Die Ärtzekammer und die Kinder- und Jugendanwaltschaften sprechen sich gegen die Änderung der Anzeigenpflicht bei Gewalt gegen Kindern aus.
Das Gesetz für eine Änderung der Anzeigepflicht bei Gewalt gegen Kinder wurde am Mittwoch im Ministerrat beschlossen. Die Ärztekammer und die Kinder- und Jugendanwaltschaften sind dagegen. "Wir halten diese Regelung für extrem hinderlich und benachteiligend für die Kinder", so Martin Stickler, Sprecher der Ärztekammer. "Wir haben wirklich die Befürchtung, dass den Kindern dadurch eine Behandlung vorenthalten wird."
Gegen Anzeigenpflicht
Ähnlich beurteilt man die Entscheidung auch
bei der Kinder- und Jugendanwaltschaft: Schon jetzt würden viele Opfer aus
Angst vor Folgen nicht ins Krankenhaus gebracht. "Wir sind klar gegen eine
Anzeigepflicht", meinte die Wiener Vertreterin Monika Pinterits. "Wir haben
die Befürchtung, dass dann noch mehr versucht wird, zu vertuschen."
Die Ärztekammer sprach sich für die derzeit geltende Meldepflicht an die Jugendwohlfahrt aus, die bereits bei der Novelle vor einigen Jahren von den Medizinern massiv befürwortet worden sei. "Die bisher geltende Regel ist aus Sicht der Ärzte wirklich abgestimmt auf die schlimme Situation der betroffenen Kinder", betonte Stickler. "Ihnen steht zunächst Hilfe zu." Genau dieser Anspruch werde durch eine verpflichtende Anzeigepflicht von Verdachtsfällen unterlaufen.
Personalnot bei Jugendwohlfahrt
Die Regelung habe auch immer gut
funktioniert, urteilte Stickler.
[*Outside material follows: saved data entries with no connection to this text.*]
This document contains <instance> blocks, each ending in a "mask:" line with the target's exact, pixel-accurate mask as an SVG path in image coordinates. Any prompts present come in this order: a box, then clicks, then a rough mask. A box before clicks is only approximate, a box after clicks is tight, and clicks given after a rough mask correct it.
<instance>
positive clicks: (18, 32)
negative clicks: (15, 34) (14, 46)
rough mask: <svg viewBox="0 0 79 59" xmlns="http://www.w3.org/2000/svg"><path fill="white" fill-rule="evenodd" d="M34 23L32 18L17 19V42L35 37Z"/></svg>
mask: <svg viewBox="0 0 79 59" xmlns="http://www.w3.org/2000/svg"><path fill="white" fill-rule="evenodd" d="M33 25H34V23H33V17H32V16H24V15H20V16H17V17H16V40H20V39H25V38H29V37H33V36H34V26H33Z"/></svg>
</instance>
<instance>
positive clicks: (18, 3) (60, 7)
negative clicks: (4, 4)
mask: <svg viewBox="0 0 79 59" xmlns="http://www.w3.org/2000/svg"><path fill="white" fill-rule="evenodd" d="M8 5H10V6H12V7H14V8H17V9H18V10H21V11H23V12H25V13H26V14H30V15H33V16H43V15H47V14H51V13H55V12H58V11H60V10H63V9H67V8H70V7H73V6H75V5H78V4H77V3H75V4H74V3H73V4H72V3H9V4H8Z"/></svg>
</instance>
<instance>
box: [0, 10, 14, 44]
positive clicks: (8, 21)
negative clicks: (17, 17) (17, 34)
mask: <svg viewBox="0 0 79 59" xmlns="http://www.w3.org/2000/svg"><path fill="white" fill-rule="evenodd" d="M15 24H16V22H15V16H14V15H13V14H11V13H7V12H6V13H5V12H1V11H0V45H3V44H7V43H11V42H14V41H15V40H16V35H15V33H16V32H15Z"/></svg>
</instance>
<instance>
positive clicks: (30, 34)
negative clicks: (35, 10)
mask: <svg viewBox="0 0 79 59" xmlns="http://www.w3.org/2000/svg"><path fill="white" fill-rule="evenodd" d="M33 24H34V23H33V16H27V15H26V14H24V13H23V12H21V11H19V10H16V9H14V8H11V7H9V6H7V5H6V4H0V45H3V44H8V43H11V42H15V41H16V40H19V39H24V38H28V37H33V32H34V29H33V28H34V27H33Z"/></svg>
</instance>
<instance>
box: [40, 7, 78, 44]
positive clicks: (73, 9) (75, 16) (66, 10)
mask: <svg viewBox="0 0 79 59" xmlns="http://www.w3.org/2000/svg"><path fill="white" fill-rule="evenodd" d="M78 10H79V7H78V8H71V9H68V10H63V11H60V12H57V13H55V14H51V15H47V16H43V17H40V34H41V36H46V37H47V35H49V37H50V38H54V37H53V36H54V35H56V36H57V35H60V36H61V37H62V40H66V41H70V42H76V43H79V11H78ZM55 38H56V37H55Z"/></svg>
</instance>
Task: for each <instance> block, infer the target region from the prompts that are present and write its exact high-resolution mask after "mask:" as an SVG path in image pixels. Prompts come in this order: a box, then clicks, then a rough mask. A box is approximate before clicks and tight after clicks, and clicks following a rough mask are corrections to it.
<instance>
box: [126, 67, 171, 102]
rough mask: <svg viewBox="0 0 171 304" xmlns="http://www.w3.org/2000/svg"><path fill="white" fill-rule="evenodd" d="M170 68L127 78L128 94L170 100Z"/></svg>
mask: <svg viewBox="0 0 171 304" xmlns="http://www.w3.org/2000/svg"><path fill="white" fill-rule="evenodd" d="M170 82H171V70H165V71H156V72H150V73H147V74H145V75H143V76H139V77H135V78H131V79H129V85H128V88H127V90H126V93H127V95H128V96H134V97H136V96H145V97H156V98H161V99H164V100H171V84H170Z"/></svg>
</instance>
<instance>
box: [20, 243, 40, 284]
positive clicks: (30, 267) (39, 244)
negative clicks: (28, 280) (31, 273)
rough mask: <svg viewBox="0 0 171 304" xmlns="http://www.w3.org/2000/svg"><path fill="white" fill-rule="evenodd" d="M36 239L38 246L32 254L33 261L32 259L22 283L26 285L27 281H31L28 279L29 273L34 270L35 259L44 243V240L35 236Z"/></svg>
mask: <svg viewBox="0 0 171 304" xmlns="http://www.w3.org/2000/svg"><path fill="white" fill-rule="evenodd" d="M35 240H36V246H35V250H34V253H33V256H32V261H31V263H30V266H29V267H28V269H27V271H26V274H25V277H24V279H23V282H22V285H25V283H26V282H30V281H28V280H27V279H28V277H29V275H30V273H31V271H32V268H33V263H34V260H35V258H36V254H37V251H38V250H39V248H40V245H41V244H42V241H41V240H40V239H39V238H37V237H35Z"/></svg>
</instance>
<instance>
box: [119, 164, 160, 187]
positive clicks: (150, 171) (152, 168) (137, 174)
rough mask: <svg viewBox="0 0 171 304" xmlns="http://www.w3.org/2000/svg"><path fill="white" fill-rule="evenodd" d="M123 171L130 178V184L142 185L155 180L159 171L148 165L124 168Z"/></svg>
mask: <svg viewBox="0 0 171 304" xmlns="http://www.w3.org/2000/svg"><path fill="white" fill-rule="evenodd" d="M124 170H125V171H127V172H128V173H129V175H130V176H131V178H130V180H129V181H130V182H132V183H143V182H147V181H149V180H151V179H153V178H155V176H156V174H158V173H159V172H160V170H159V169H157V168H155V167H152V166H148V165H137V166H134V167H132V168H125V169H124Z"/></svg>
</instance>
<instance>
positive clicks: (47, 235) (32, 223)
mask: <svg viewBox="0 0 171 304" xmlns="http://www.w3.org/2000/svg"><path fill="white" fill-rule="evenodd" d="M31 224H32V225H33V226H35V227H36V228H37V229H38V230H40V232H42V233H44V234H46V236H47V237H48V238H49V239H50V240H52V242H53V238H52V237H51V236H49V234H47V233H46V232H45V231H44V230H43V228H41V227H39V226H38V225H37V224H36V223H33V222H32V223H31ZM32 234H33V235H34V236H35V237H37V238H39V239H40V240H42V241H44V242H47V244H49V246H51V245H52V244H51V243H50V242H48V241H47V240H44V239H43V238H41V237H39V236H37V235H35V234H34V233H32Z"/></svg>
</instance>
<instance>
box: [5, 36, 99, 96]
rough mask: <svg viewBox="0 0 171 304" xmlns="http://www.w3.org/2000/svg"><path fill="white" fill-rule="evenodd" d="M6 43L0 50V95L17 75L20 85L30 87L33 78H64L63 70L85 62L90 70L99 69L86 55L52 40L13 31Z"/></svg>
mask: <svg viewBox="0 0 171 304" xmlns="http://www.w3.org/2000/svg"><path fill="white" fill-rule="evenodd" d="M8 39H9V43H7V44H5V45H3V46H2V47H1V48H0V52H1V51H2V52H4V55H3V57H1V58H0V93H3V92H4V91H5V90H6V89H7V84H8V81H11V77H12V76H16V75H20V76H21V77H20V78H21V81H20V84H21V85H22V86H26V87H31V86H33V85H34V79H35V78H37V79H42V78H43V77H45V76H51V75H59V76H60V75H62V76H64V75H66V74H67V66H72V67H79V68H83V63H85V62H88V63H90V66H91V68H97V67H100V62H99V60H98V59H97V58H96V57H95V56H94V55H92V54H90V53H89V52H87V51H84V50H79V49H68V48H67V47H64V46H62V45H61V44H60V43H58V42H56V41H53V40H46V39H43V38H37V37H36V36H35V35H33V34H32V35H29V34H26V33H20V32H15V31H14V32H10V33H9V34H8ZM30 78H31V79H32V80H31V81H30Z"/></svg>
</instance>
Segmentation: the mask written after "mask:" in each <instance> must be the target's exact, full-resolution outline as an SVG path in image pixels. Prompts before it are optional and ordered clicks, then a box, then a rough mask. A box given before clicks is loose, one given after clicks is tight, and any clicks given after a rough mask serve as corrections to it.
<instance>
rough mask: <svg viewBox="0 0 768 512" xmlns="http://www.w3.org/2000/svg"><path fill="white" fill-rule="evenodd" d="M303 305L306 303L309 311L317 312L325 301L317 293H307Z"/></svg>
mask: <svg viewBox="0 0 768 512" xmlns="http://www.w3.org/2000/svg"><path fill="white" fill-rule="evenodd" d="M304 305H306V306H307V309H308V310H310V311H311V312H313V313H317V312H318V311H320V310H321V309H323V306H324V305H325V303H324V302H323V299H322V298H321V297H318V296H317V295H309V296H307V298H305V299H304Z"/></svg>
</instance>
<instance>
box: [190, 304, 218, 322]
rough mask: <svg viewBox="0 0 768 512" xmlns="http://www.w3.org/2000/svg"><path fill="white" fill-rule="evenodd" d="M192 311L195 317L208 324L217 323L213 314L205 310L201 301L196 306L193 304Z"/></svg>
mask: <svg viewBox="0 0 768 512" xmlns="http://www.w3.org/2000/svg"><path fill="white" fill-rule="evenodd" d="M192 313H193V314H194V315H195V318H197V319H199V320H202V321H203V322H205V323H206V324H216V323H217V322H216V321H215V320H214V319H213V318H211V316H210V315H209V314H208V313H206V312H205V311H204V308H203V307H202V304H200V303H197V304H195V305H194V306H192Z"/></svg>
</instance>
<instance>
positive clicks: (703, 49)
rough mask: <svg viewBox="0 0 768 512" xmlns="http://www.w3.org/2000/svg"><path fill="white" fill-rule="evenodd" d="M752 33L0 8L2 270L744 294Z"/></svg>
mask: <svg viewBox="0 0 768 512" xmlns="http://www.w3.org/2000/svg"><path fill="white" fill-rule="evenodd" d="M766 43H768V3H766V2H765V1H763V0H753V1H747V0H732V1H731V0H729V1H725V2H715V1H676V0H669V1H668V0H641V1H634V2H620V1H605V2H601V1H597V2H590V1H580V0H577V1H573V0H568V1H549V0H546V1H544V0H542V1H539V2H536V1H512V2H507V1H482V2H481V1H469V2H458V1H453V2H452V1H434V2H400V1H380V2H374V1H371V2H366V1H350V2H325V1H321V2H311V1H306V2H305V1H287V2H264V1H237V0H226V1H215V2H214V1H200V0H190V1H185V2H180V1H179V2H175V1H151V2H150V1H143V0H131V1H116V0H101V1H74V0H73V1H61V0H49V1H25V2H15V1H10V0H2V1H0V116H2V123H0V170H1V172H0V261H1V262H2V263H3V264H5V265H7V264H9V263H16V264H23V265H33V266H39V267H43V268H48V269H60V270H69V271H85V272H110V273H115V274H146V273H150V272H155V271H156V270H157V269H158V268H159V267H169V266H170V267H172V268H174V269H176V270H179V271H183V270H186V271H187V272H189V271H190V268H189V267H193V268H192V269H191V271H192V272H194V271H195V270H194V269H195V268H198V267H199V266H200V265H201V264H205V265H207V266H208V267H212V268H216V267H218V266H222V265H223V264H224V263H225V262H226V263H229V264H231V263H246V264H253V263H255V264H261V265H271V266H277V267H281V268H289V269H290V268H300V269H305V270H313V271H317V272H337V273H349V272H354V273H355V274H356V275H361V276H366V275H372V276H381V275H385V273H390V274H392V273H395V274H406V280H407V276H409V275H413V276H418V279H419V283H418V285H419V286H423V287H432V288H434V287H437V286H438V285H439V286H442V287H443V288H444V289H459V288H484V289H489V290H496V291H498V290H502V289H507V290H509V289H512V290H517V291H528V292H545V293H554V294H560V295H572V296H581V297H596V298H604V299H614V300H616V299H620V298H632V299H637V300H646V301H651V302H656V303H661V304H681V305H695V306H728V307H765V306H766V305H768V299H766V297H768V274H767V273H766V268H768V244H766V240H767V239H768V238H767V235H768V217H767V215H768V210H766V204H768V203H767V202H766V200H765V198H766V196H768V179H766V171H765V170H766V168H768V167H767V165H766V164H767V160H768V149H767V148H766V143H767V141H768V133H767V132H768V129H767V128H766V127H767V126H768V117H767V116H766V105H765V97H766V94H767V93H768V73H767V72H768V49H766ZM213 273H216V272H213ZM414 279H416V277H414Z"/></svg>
Das Problem liege in der Personalnot bei
der Jugendwohlfahrt. In einem Wiener Bezirk müssten drei bis vier
Mitarbeiter etwa 100 Fälle bearbeiten. "Das ist einfach zu viel",
kritisierte er. Mehr Personal sei dringend notwendig.
"Wir vom Kinderschutzbereich haben mehrere Bedenken", erläuterte Pinterits. Eine Anzeige bedeute auch die Abgaben von Verantwortung: "Ich muss nicht mehr hinschauen", so die Kinder- und Jugendanwältin. "In den wenigsten Fällen wird ein Kind wirklich blau geschlagen". Meist gehe es um Verdachtsfälle. Die Polizei sei nicht der richtige Rahmen, um festzustellen, ob diese relevant seien.
Im Wiener Amt für Jugend und Familie wollte man die Ministerratsentscheidung am Mittwoch nicht kommentieren. Zum derzeitigen Zeitpunkt habe man darüber noch gar keine Informationen, hieß es.